‘Machine Learning for Business Analytics’ by Galit Shmueli, Peter C. Bruce, Kuber R. Deokar and Nitin R. Patel is a comprehensive and detailed book on the concepts, techniques and applications of machine learning in business analytics. This fourth edition, published in 2023, is aimed primarily at students and professionals seeking to master the tools and methods of predictive analysis and data mining.
The book is structured in nine parts, covering a wide range of topics from an introduction to the basic concepts of machine learning to advanced techniques such as deep learning and ensemble models. Each chapter is designed to stand alone, allowing readers to focus on the sections that interest them most.
Highlights
- Accessibility : the book uses Analytic Solver Data Mining (ASDM) software for Excel, making machine learning concepts accessible even to those without programming skills.
- Case studies: numerous real-life examples and case studies are included, helping to contextualise theoretical concepts and understand their practical application.

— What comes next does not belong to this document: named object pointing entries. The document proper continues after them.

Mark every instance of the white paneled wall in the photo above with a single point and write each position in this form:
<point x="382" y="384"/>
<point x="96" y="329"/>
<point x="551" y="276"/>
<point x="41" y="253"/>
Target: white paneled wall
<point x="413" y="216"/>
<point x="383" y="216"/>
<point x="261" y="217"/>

- Update : this edition includes contemporary topics such as deep learning, ethics in data science and ensemble models, making it relevant to current market needs.
- Pedagogy : the authors have extensive academic and professional experience, which is reflected in the clarity and depth of their explanations.
Weak points
- ASDM dependency : although using ASDM facilitates learning, it may limit readers who prefer or use other machine learning tools.
- Complexity : some chapters, particularly those on advanced techniques, may be difficult for complete beginners in machine learning to follow.
Avis
‘Machine Learning for Business Analytics is a must-read for anyone wishing to delve into the field of machine learning applied to business. The authors have succeeded in making complex concepts accessible through a clear pedagogical approach and the use of a practical tool such as ASDM. The updates included in this edition make it a relevant choice for students and professionals looking to stay at the cutting edge of current techniques.
However, it is important to note that the book can be dense and technical, requiring some grounding in statistics and data analysis to get the full benefit. In addition, the reliance on ASDM may be a hindrance to those using other machine learning platforms.